Old farts like me like to tinker around with our cars, and I'm not talking about flourescent eBay add-ons that attach with glue, but serious hot-rodding. This is one thing that almost turned me off to EVs, as there just isn't an aftermarket for performance parts yet. I think Ford, with the Mustang Mach-e, has an opportunity here that I hope they fully exploit. U.S. "Car culture" of modifying your ride is too important (and profitable, I think) to let wither and die with EVs just because they are perceived as more complex. The E-luminator crate motor is a good start, but as battery, software and motor technology improves, will I someday be able to go to the Ford parts counter or the aftermarket and order a 150 or 200 kWh "performance" solid-state battery pack? Upgraded inverters and on-board chargers? How about a tuner that allows me to "tweak" power curves (for off-road use only, of course). Better motors? Suspension upgrades? Superconductor power cables to the Flux Capacitor? (OK, that's a stretch)....
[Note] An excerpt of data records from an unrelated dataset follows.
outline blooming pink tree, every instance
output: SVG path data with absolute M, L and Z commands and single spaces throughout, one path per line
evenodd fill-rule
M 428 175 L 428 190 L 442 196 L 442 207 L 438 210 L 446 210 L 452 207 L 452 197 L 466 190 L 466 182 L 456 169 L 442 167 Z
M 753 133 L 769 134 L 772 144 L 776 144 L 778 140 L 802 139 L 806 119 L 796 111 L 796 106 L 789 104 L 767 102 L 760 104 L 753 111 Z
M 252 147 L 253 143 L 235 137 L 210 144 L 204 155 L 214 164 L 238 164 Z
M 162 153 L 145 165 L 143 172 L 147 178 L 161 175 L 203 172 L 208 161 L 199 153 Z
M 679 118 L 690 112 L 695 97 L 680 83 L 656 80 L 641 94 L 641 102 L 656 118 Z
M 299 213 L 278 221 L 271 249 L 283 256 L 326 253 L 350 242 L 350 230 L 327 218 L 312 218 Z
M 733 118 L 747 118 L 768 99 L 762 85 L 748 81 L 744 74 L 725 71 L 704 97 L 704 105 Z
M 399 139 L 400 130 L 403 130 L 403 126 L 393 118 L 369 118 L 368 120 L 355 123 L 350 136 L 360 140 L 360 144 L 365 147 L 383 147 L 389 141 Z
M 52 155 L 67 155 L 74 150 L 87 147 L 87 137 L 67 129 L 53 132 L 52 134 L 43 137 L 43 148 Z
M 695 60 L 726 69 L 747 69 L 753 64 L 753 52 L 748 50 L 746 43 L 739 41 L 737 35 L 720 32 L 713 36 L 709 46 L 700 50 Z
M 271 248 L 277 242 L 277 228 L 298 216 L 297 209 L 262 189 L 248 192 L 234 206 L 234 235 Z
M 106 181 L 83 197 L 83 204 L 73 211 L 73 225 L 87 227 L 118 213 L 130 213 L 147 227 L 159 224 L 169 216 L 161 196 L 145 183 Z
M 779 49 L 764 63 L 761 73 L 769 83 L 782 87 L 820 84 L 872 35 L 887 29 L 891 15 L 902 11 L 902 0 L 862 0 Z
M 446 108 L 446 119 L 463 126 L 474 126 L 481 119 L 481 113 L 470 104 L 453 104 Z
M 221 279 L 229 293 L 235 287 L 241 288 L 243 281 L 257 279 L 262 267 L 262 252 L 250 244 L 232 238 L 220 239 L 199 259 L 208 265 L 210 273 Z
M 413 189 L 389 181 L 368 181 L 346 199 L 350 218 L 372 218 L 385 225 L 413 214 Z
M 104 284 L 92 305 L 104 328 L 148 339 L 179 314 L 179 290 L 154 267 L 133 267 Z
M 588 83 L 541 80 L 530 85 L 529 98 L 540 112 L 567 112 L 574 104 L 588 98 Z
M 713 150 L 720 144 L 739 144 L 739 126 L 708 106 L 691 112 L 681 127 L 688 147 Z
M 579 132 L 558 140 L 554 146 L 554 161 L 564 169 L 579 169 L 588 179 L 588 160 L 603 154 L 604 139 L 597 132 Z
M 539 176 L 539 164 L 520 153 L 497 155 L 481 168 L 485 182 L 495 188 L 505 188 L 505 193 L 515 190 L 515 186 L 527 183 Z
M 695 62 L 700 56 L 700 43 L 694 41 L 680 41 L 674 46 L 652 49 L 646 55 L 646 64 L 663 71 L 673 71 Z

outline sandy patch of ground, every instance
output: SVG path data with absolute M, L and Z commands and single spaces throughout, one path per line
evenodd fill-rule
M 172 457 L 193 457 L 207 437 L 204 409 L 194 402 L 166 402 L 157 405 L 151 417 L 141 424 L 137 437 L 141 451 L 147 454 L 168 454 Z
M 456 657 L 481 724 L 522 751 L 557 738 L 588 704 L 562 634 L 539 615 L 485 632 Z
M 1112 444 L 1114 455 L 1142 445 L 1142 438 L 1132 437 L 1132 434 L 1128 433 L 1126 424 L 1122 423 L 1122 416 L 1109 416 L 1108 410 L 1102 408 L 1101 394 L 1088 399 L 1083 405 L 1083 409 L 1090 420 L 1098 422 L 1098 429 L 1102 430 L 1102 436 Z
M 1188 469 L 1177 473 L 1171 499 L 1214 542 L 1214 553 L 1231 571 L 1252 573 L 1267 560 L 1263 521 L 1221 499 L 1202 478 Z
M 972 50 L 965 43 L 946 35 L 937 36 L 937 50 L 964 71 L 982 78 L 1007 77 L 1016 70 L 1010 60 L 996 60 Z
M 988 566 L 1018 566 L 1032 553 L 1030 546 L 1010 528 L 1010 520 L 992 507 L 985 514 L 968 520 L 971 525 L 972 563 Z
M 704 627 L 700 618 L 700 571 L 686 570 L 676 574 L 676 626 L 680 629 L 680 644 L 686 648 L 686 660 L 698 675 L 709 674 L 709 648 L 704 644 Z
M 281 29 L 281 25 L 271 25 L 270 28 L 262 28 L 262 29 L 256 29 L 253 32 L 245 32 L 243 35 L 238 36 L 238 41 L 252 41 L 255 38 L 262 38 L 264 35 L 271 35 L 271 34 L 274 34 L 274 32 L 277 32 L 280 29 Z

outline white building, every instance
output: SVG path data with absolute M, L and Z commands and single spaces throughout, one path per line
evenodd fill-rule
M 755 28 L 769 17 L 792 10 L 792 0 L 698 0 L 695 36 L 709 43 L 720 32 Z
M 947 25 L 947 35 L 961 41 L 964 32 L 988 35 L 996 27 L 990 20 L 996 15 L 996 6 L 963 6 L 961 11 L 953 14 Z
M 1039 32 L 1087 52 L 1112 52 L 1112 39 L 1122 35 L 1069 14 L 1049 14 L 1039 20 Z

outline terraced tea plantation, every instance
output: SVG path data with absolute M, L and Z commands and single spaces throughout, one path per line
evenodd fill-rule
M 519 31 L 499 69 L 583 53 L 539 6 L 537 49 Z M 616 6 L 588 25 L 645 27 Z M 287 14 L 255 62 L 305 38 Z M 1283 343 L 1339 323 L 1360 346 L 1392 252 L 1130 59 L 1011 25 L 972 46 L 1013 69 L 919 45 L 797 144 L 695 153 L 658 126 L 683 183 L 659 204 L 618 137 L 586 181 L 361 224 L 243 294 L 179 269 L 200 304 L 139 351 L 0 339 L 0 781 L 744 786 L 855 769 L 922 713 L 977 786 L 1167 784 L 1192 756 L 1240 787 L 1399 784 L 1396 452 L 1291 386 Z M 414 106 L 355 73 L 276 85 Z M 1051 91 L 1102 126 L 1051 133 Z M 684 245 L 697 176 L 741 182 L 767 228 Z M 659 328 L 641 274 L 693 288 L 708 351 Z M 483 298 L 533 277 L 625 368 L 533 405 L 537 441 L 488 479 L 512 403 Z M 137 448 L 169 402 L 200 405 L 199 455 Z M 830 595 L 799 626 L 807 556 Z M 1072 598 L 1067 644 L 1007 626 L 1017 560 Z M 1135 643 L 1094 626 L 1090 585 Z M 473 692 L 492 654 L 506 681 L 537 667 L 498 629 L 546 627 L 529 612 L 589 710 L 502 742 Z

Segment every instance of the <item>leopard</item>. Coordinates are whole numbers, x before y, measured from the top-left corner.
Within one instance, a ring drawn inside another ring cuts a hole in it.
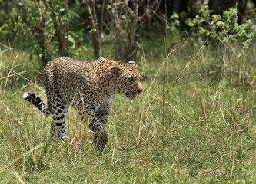
[[[115,97],[134,100],[143,91],[136,62],[100,57],[92,62],[59,57],[42,72],[47,104],[32,92],[23,94],[45,116],[52,115],[50,138],[68,142],[65,127],[69,107],[75,108],[93,133],[92,145],[103,150],[108,143],[106,125]]]

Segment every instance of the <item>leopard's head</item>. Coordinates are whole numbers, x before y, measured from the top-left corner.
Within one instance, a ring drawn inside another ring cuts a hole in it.
[[[125,94],[130,100],[141,94],[143,91],[141,76],[138,72],[135,61],[130,61],[128,63],[111,61],[109,68],[115,74],[118,93]]]

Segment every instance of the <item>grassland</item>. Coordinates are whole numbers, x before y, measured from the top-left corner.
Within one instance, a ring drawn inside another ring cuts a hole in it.
[[[48,140],[51,117],[22,99],[33,91],[46,100],[42,67],[2,48],[0,183],[255,183],[255,45],[234,48],[232,76],[225,53],[210,44],[143,45],[145,91],[116,97],[103,153],[72,109],[71,142]]]

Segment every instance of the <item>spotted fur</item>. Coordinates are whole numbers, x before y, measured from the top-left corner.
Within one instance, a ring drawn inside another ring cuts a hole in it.
[[[65,117],[69,106],[75,108],[81,119],[94,133],[93,144],[104,148],[108,142],[105,130],[115,96],[124,94],[134,99],[142,90],[141,75],[135,61],[123,63],[103,57],[93,62],[61,57],[48,62],[43,71],[48,105],[31,92],[23,97],[45,115],[53,115],[50,136],[68,139]]]

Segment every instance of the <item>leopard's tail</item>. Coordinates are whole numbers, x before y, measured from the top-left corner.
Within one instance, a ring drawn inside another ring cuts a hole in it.
[[[31,92],[25,92],[23,94],[23,98],[25,100],[32,103],[32,104],[38,107],[40,111],[42,112],[43,114],[46,117],[50,115],[50,111],[48,110],[45,103],[35,94]]]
When the original IBM PC came out, "what you got is what you get." Nowadays, you can modify your PC with everything from "overclocked" processors to liquid cooling rigs and just about any tweak you can think of. I hope Ford is thinking similarly (and also a bit outside the box) as to the future of EV performance.
As an original IBM PC buyer and PC product reviewer I can assure you that the original PC (Thanks to Don Estridge at IBM) was an open architecture machine that was literally attacked by hardware and software vendors who modified everything but the basic bus. Companies started, thrived, failed, restarted, failed, and were wildly successful in that business. IBM didn't have to lift a finger.

Not so much in a car market that has become heavily safety regulated by the DOT and emissions regulated by the EPA. Wheels, tires, maybe springs, and bolt-ons are likely your best options!